И добавило – так, что мог слышать он один: «Ты понял, Клирик? Теперь можешь идти и смыть с себя грязную кровь еретика. И не вздумай повторять то, что ты пытался сделать, пока меня не было. Не серди меня больше».
* * *Зиграт – город маленький, но все же побольше и побогаче Айлаэна. И люди там, как легко догадаться, подозрительнее и злее. Но также – и искушеннее: многое слышали, многое и сами повидали. Недобрый город Зиграт, ох недобрый, ох и буйные, мятежные головы у его обитателей, ох и часто же по мощенным досками зигратским улицам вихрем проносятся Стражи в алых плащах, да и улыбчивые, неразговорчивые Клирики в низко надвинутых на глаза капюшонах – не такая уж редкость. Потому никто особенно не удивляется и не задает вопросов, когда в город входят трое: прихрамывающий юнец с побитым лицом и затравленным взглядом; поддерживающая его на ходу простоволосая женщина в отрепьях, бывших когда-то богатым платьем; и с ними, верхом на игреневой лошади – мужчина с бесцветными льдинками вместо глаз и синим ликом вместо сердца. Клирик ведет своих жертв в Бастиану – зрелище любопытное, но не настолько, чтоб рисковать ради него головой. Поэтому когда трое проходят по улицам, двери и ставни закрываются. Не слишком поспешно, с нарочитой даже ленцой – так, мол, вот просто решили ставенки прикрыть, а вы, добрые люди, тут вовсе ни при чем. А когда прикроют, прильнут к щелке и проводят взглядом женщину, потому что до сих пор она красива, и будет красива, должно быть, до самого костра, и люди смотрят на нее, и им жалко.
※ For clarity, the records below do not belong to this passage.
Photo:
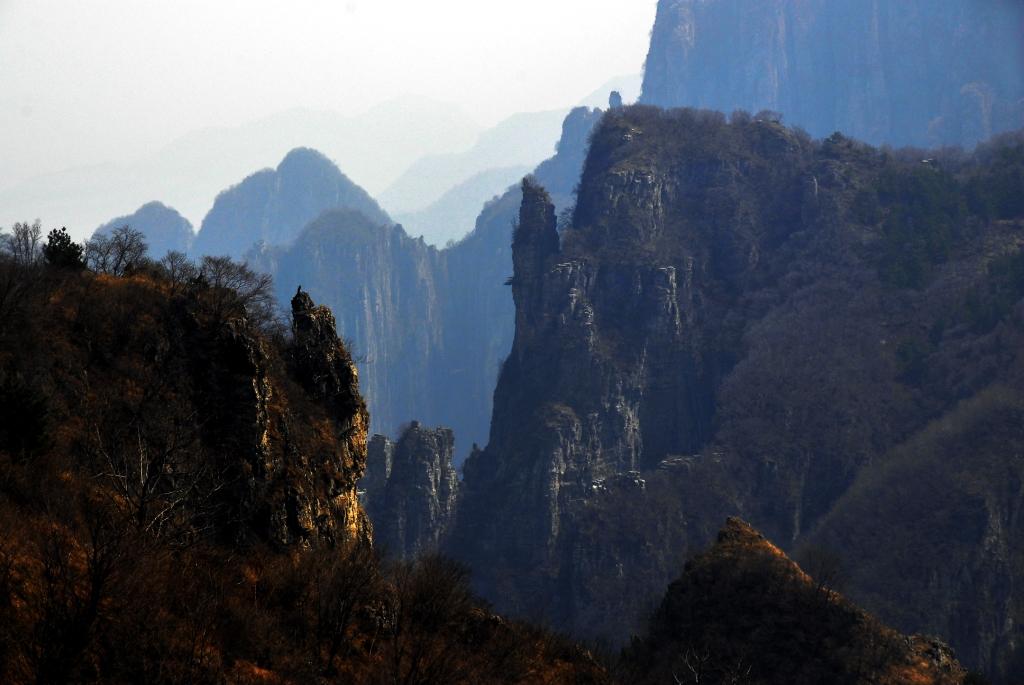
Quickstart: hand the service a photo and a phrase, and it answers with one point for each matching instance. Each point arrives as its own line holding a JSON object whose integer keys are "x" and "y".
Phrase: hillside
{"x": 423, "y": 320}
{"x": 739, "y": 319}
{"x": 177, "y": 499}
{"x": 165, "y": 230}
{"x": 913, "y": 73}
{"x": 742, "y": 612}
{"x": 273, "y": 205}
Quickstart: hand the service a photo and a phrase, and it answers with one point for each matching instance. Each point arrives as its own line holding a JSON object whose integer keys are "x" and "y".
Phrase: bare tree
{"x": 236, "y": 290}
{"x": 178, "y": 268}
{"x": 24, "y": 243}
{"x": 118, "y": 253}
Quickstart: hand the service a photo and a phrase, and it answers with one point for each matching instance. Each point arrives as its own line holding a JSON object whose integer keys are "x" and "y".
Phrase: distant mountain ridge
{"x": 164, "y": 228}
{"x": 454, "y": 214}
{"x": 910, "y": 73}
{"x": 423, "y": 320}
{"x": 523, "y": 139}
{"x": 273, "y": 205}
{"x": 374, "y": 146}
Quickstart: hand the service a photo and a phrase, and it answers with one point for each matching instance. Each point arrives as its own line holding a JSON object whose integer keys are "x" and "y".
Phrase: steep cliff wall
{"x": 901, "y": 73}
{"x": 421, "y": 318}
{"x": 200, "y": 425}
{"x": 414, "y": 508}
{"x": 737, "y": 319}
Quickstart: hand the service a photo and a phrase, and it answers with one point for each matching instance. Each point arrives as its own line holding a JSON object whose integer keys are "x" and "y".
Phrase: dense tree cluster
{"x": 128, "y": 553}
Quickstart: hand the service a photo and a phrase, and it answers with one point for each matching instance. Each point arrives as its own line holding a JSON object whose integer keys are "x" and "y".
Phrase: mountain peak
{"x": 306, "y": 159}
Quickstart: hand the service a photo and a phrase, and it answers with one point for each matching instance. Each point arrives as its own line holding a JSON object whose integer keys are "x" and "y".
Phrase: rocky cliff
{"x": 904, "y": 73}
{"x": 177, "y": 501}
{"x": 413, "y": 506}
{"x": 421, "y": 318}
{"x": 741, "y": 319}
{"x": 273, "y": 205}
{"x": 203, "y": 425}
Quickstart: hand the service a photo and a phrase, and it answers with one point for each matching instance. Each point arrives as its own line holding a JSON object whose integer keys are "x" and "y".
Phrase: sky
{"x": 85, "y": 82}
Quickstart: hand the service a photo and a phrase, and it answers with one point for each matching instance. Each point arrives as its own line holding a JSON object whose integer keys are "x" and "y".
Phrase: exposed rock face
{"x": 205, "y": 427}
{"x": 273, "y": 205}
{"x": 742, "y": 611}
{"x": 414, "y": 509}
{"x": 163, "y": 227}
{"x": 422, "y": 318}
{"x": 288, "y": 479}
{"x": 900, "y": 73}
{"x": 737, "y": 319}
{"x": 387, "y": 292}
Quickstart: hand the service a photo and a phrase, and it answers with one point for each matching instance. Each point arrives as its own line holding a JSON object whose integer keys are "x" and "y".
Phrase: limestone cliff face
{"x": 290, "y": 447}
{"x": 413, "y": 509}
{"x": 738, "y": 319}
{"x": 326, "y": 370}
{"x": 421, "y": 318}
{"x": 901, "y": 73}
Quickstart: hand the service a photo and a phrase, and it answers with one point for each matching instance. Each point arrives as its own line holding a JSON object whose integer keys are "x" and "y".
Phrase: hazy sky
{"x": 85, "y": 81}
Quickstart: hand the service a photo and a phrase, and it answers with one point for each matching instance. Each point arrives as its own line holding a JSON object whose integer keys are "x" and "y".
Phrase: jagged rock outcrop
{"x": 421, "y": 318}
{"x": 205, "y": 426}
{"x": 164, "y": 228}
{"x": 273, "y": 205}
{"x": 414, "y": 507}
{"x": 742, "y": 611}
{"x": 898, "y": 73}
{"x": 737, "y": 319}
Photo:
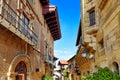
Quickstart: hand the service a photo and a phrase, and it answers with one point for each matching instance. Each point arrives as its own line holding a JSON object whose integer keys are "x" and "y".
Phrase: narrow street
{"x": 59, "y": 40}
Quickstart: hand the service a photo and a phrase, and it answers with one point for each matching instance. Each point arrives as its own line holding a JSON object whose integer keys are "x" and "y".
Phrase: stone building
{"x": 98, "y": 36}
{"x": 108, "y": 36}
{"x": 28, "y": 29}
{"x": 73, "y": 71}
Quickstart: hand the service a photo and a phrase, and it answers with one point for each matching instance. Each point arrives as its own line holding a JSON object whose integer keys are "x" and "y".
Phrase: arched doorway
{"x": 115, "y": 66}
{"x": 21, "y": 71}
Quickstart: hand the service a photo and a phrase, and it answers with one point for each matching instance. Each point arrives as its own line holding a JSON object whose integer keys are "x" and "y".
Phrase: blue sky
{"x": 69, "y": 17}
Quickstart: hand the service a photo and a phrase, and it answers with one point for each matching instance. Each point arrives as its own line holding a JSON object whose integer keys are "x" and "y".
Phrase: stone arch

Вроде бы и отличается недобрый Зиграт от доброго Айлаэна, а, поди ж ты, на деле-то – всюду одно и то же.
В Зиграте Клирик Киан именем Святейших Отцов потребовал лошадей – и получил их. Не самых резвых, но свежих и откормленных, и это, к вящей радости городского конюшего, вполне устроило Клирика. Денег с него, конечно, брать не желали, но он заплатил – он всегда платил, если мог себе это позволить.
– Тщеславие – грех перед Богом Кричащим, – сказало Обличье.
Эйда слышала, как оно это сказало. Иногда она слышала голос этой твари – быть может, потому, что носила в своем теле ее отродье. И всякий раз ей казалось, будто уши ей заливает клейкий кисель, так что дурнота подкатывала к горлу. Но Киан, похоже, не чувствовал дурноты. Он лишь сдержанно улыбнулся той самой улыбкой, которую уже Эйда научилась страшиться. И отсыпал побледневшему конюху золото. Он всегда платил золотом.
Они провели ночь в Зиграте и утром двинулись дальше; теперь все трое – верхом, но это никому не принесло облегчения. Ярт плелся в хвосте и громко постанывал, заваливаясь на левый бок. На ребрах у него налился синевой громадный кровоподтек, к которому он не мог даже прикасаться. Эйда боялась, что вчера Киан ударил его слишком сильно. И еще она боялась, что он может ударить снова. Он всегда это мог, она знала, но прежде он себя сдерживал, если противник не мог ответить – сдерживал, даже если был очень зол. Но то было давно. То был другой Киан.